HEALTH: Despite rising food costs, some still go for organic Thanksgiving

Preparing a traditional Thanksgiving feast for a slew of family and friends will mean shelling out extra dough this year, with a typical meal costing 13 percent more than last year, according to a national survey. For the growing number of people with organic shopping lists, the total will be even higher.

The Organic Trade Association found that 78 percent of U.S. families say they purchase at least some organic foods. Based on prices at Whole Foods Market in Annapolis, those hoping to whip up an organic Thanksgiving spread will pay more than $104.

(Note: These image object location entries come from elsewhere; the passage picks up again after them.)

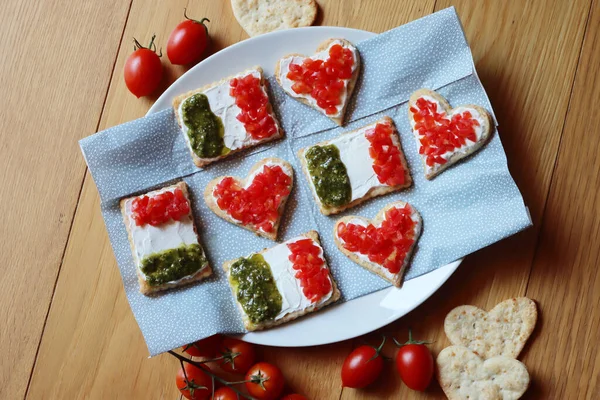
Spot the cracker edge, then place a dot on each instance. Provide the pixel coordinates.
(297, 314)
(146, 289)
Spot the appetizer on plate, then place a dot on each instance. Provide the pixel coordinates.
(446, 135)
(325, 80)
(257, 202)
(225, 117)
(282, 283)
(163, 238)
(383, 246)
(355, 166)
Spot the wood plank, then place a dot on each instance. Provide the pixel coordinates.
(57, 57)
(565, 279)
(515, 49)
(95, 337)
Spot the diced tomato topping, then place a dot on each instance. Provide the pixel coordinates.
(386, 245)
(324, 81)
(439, 134)
(160, 208)
(258, 204)
(387, 162)
(253, 103)
(312, 273)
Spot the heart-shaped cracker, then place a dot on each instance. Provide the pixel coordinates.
(243, 184)
(283, 67)
(501, 332)
(463, 375)
(261, 16)
(432, 143)
(362, 260)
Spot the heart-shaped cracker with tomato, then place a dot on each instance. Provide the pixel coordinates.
(325, 80)
(464, 375)
(444, 135)
(384, 245)
(257, 202)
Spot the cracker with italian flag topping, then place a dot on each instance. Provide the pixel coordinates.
(384, 245)
(355, 166)
(228, 116)
(257, 202)
(281, 283)
(324, 81)
(166, 250)
(444, 135)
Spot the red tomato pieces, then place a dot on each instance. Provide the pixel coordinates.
(160, 208)
(254, 105)
(312, 273)
(258, 204)
(440, 134)
(324, 80)
(386, 245)
(387, 163)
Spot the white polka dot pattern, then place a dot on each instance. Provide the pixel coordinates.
(469, 206)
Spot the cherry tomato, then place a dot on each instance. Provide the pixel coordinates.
(206, 348)
(362, 366)
(225, 393)
(143, 69)
(188, 41)
(197, 386)
(293, 397)
(239, 356)
(414, 363)
(269, 376)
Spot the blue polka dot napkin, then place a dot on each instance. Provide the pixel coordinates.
(467, 207)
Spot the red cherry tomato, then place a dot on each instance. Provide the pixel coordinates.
(362, 366)
(188, 41)
(225, 393)
(206, 348)
(197, 386)
(293, 397)
(239, 356)
(143, 70)
(414, 363)
(269, 376)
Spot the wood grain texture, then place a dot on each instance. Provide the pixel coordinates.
(527, 56)
(57, 57)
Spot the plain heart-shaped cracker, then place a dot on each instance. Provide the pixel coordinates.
(478, 113)
(281, 78)
(361, 260)
(261, 16)
(501, 332)
(256, 168)
(463, 375)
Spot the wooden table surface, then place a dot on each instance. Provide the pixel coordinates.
(66, 330)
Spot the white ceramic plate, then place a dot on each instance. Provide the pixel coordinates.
(342, 321)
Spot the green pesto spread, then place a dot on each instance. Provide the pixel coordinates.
(329, 175)
(205, 129)
(255, 288)
(173, 264)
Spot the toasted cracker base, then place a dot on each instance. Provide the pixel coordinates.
(485, 132)
(368, 265)
(262, 16)
(501, 332)
(464, 375)
(145, 288)
(201, 162)
(373, 192)
(292, 316)
(351, 83)
(212, 204)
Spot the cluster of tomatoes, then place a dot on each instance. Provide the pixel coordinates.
(187, 43)
(226, 356)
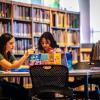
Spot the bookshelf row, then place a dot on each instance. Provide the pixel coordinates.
(27, 22)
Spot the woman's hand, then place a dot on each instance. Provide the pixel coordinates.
(29, 52)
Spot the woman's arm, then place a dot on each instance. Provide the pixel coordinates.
(8, 65)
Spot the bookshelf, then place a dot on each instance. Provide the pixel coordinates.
(85, 52)
(28, 21)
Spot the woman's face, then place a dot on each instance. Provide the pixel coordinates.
(45, 44)
(10, 45)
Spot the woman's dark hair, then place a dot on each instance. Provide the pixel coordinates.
(47, 36)
(4, 38)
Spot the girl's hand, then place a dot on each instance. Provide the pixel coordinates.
(29, 52)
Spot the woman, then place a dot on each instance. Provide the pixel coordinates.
(47, 44)
(7, 62)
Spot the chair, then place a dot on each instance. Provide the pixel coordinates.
(48, 80)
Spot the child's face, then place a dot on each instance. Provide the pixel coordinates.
(10, 45)
(45, 44)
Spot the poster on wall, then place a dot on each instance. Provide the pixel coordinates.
(52, 3)
(37, 2)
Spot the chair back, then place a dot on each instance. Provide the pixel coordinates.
(48, 77)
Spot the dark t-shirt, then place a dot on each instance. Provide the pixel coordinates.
(11, 59)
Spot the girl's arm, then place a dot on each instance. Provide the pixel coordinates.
(8, 65)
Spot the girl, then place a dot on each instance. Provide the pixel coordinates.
(8, 61)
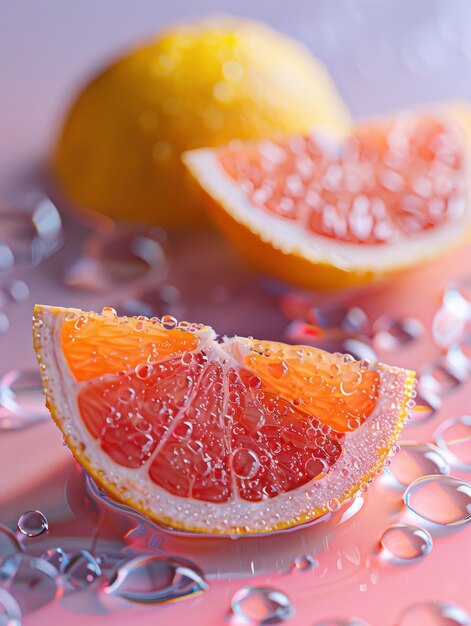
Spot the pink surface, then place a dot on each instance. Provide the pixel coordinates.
(46, 49)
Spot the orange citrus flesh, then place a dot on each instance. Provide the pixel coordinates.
(216, 436)
(318, 212)
(401, 176)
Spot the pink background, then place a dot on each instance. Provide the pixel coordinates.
(384, 55)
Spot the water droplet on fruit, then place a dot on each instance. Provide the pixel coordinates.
(434, 614)
(169, 322)
(416, 460)
(261, 605)
(440, 499)
(454, 438)
(155, 579)
(32, 524)
(10, 612)
(82, 569)
(304, 562)
(392, 334)
(406, 542)
(9, 544)
(245, 463)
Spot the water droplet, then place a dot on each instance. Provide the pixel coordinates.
(57, 557)
(434, 614)
(440, 499)
(82, 569)
(406, 542)
(261, 605)
(392, 334)
(9, 544)
(304, 563)
(155, 579)
(454, 438)
(21, 399)
(33, 524)
(416, 460)
(32, 581)
(245, 463)
(10, 612)
(169, 322)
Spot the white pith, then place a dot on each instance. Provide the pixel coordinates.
(292, 237)
(366, 445)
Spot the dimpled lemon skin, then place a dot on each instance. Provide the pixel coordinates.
(197, 84)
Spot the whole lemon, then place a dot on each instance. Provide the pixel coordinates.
(199, 83)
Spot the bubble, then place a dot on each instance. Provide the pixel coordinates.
(304, 562)
(9, 544)
(143, 371)
(10, 612)
(406, 542)
(169, 322)
(434, 614)
(32, 524)
(82, 569)
(57, 557)
(261, 605)
(316, 467)
(440, 499)
(416, 460)
(245, 463)
(454, 438)
(33, 581)
(392, 334)
(155, 579)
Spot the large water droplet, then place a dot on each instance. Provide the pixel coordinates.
(305, 562)
(82, 569)
(9, 544)
(406, 542)
(10, 613)
(434, 614)
(32, 524)
(155, 579)
(416, 460)
(32, 581)
(21, 399)
(392, 334)
(440, 499)
(261, 605)
(454, 438)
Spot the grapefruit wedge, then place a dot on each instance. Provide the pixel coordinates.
(215, 435)
(320, 213)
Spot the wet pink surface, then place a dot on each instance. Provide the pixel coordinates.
(47, 48)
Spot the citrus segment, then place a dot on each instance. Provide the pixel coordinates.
(319, 212)
(230, 436)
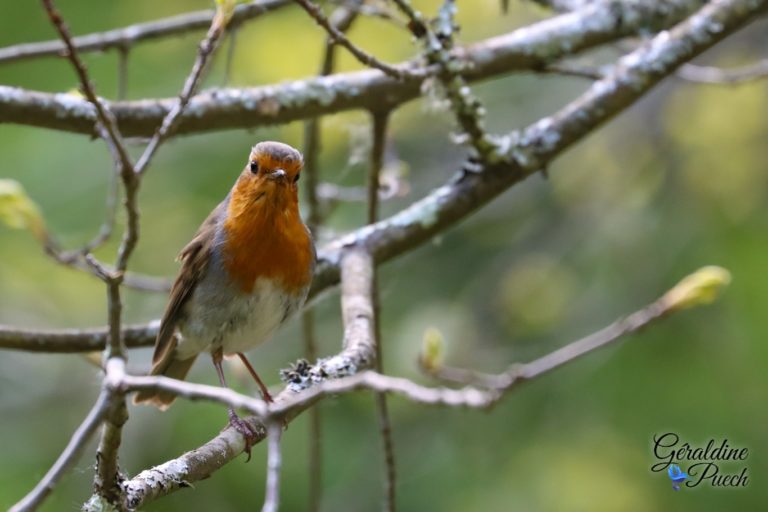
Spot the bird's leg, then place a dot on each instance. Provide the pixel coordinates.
(242, 426)
(264, 391)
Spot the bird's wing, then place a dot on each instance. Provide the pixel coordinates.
(194, 257)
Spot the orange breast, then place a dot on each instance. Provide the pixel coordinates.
(267, 239)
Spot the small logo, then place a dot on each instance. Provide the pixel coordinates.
(677, 476)
(717, 462)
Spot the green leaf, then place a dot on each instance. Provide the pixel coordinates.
(18, 211)
(702, 287)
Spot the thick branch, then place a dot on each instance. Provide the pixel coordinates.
(532, 47)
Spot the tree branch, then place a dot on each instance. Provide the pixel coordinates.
(68, 457)
(347, 372)
(528, 48)
(720, 76)
(532, 149)
(127, 37)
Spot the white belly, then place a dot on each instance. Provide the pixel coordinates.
(219, 316)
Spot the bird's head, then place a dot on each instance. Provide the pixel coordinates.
(270, 178)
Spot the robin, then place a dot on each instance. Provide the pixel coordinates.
(244, 273)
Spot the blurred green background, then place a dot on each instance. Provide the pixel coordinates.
(677, 182)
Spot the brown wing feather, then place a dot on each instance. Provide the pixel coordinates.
(194, 257)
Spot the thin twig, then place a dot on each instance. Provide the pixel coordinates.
(274, 460)
(129, 36)
(122, 72)
(524, 49)
(229, 60)
(720, 76)
(339, 38)
(438, 45)
(205, 50)
(342, 18)
(379, 123)
(68, 457)
(535, 146)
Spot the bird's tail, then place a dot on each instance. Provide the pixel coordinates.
(169, 367)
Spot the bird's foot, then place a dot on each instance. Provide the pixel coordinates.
(245, 429)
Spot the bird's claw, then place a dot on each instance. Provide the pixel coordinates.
(244, 429)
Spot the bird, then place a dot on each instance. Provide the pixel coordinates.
(245, 272)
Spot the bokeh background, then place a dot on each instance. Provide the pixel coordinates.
(677, 182)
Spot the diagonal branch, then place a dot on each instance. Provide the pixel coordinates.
(340, 38)
(529, 48)
(127, 37)
(348, 372)
(68, 457)
(535, 147)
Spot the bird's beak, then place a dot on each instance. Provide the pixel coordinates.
(277, 175)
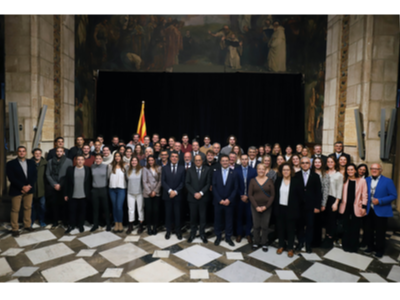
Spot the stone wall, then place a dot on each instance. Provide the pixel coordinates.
(30, 74)
(371, 80)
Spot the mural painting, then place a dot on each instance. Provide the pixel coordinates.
(202, 43)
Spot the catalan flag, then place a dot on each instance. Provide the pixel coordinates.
(142, 131)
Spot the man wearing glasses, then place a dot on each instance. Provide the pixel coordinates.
(310, 204)
(381, 194)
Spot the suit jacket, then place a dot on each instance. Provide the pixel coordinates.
(203, 156)
(251, 173)
(151, 183)
(70, 182)
(61, 175)
(312, 193)
(323, 157)
(17, 177)
(229, 190)
(52, 153)
(194, 185)
(295, 197)
(386, 193)
(343, 154)
(360, 200)
(174, 182)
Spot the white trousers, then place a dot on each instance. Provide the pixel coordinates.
(132, 200)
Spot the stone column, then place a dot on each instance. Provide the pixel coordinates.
(332, 81)
(371, 81)
(30, 50)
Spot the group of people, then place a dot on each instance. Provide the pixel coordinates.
(301, 194)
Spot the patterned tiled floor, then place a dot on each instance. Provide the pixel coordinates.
(103, 257)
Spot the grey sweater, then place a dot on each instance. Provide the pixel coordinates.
(61, 175)
(100, 176)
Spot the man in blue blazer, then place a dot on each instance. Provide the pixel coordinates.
(22, 174)
(225, 188)
(173, 181)
(381, 194)
(243, 207)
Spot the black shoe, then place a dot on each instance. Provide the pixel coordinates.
(69, 230)
(230, 242)
(191, 239)
(299, 247)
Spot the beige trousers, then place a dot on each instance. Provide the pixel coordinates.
(15, 208)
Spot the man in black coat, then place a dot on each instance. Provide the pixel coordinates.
(22, 174)
(310, 204)
(173, 181)
(198, 181)
(59, 142)
(318, 154)
(339, 152)
(77, 191)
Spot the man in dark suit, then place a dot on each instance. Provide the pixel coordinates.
(318, 154)
(217, 152)
(196, 151)
(381, 193)
(59, 142)
(198, 181)
(77, 150)
(339, 152)
(173, 180)
(225, 187)
(243, 208)
(22, 174)
(310, 204)
(252, 156)
(77, 191)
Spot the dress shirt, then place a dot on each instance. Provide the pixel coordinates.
(24, 166)
(172, 171)
(306, 177)
(252, 163)
(198, 172)
(227, 174)
(374, 184)
(284, 194)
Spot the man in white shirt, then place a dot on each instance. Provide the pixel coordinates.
(252, 152)
(196, 151)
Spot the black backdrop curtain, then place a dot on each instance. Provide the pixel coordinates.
(256, 108)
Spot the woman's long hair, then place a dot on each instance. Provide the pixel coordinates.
(155, 163)
(121, 163)
(137, 168)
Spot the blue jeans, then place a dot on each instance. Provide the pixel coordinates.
(118, 198)
(38, 209)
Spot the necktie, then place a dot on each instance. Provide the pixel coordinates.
(245, 180)
(225, 170)
(305, 178)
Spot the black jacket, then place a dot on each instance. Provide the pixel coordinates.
(70, 182)
(17, 177)
(194, 185)
(295, 198)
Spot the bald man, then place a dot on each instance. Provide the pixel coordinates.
(310, 204)
(381, 193)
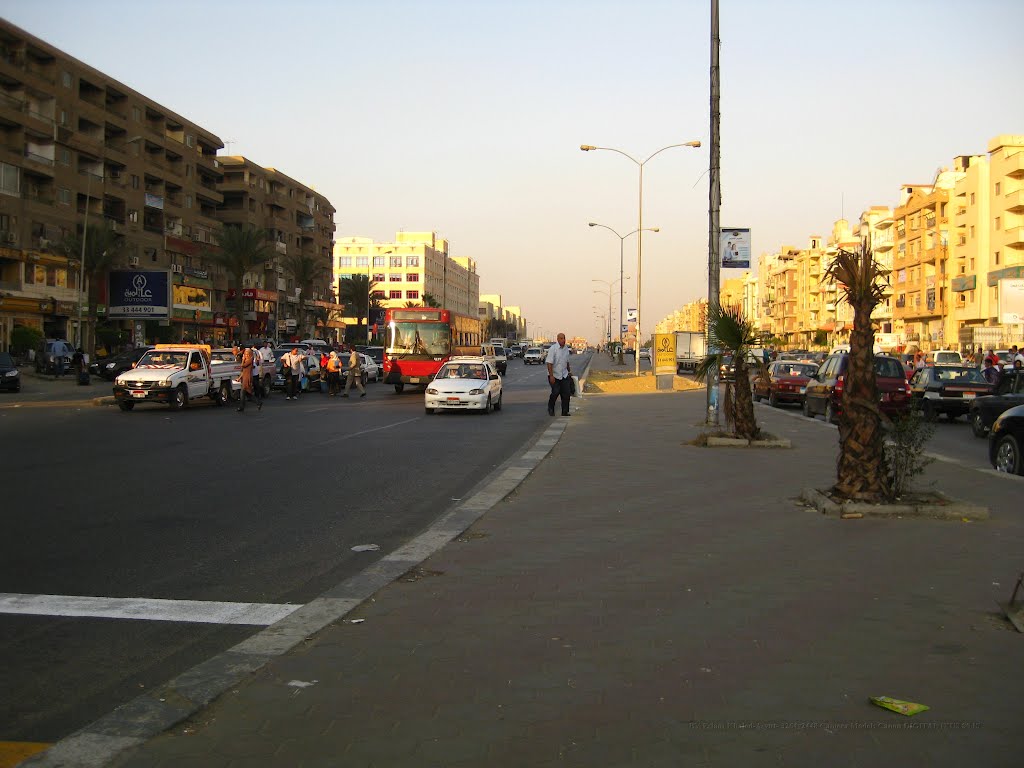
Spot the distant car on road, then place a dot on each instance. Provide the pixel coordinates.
(1006, 441)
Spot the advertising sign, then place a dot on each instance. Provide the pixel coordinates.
(139, 294)
(665, 353)
(1012, 301)
(735, 248)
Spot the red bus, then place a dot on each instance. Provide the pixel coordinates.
(419, 340)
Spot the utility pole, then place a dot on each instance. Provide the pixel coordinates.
(714, 207)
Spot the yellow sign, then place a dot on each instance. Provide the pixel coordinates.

That’s nearly 65 percent more than the same non-organic meal for 10, as surveyed by the American Farm Bureau Federation.

In light of higher food prices this year, will people stay true to their organic favorites even if it means stretching their budget? Some organic shoppers say definitely, yes.

“It’s not just important for personal health, but it’s important to think about the farmers who grow the food and the sustainability of the land,” said Lila Turner, of Dickerson, who frequents the Mom’s Organic Market in Frederick.

Nearly half of parents surveyed by the Organic Trade Association said their strongest motivator for purchasing organic products is that they are “healthier for me and my children.”

“I don’t care about paying extra for organic food,” said Jennifer Newman, who works at the Mom’s Organic Market in College Park. “There is no price on my health, on my kids’ health. I work it into my budget.”

In 2010, the production of organic items became a $29 billion a year industry, an increase of more than 700 percent in the last five years.

Findings from a national study by the Hartman Group, a consumer consulting company, indicate that the percentage of consumers purchasing organic products has remained stable since 2006, despite increased food prices, suggesting that organic really is worth the extra cash in the eyes of many consumers.

The cost of food — both organic and non-organic — is high this year, relative to other products, due to a steady increase in global food demand as well as high energy costs.

The annual price survey, conducted by the American Farm Bureau Federation, tracks the cost of traditional Thanksgiving items, including turkey, stuffing, veggies, cranberries and pumpkin pie. The results of the 2011 survey revealed the price of feeding basic, non-organic Thanksgiving staples to a family of 10 rings up to $49.20, around $5 per person.

Take inflation into account, and the price of Thanksgiving meals over the last 25 years appears to remain relatively stable. The inflation-adjusted cost for 1986 is $26.22. This year, the inflation-adjusted cost is less, at $21.91.

But Senior Economist John Anderson, of the American Farm Bureau Federation, said this view can be misleading.

“It’s not surprising that when you deflate, it’s not that different,” Anderson said. “But I would be careful of making too much out of that.”

He explained that the inflation-adjusted data simply shows the cost of the meal relative to other things in the economy. In other words, the price of food has increased but the cost of everything else has too.

Michael Klein owns Good Fortune Farm, a small-scale, diversified farm in Brandywine that produces organic vegetables and all natural poultry. This year he has grown 60 all natural turkeys fed with 100 percent vegetarian feed, free of animal by-products or antibiotics.

Klein’s turkeys are not organic because they are not given organic feed, which can cost upwards of three times as much as non-organic feeds. But he believes his all natural birds are much better than most commercially produced birds.

“The turkeys that I produce are much better tasting and a lot safer,” Klein said. “I think the quality and the content of the food is much better.”

Klein said that despite rising food costs, there is a strong market for organic and all natural products.

“Just like people want to pay more for a good bottle of wine, a good pair of shoes, the same principle applies to poultry and produce,” he said.

Anderson, the economist, predicts the steady increase in food costs will soon plateau.

“We’re starting to see these increases in food prices slow down,” Anderson said. “As we get into 2012, prices should level out because the supply side is starting to catch up.”

Stabilized food costs would bring welcome relief to already strained wallets and perhaps something new to be thankful for this holiday.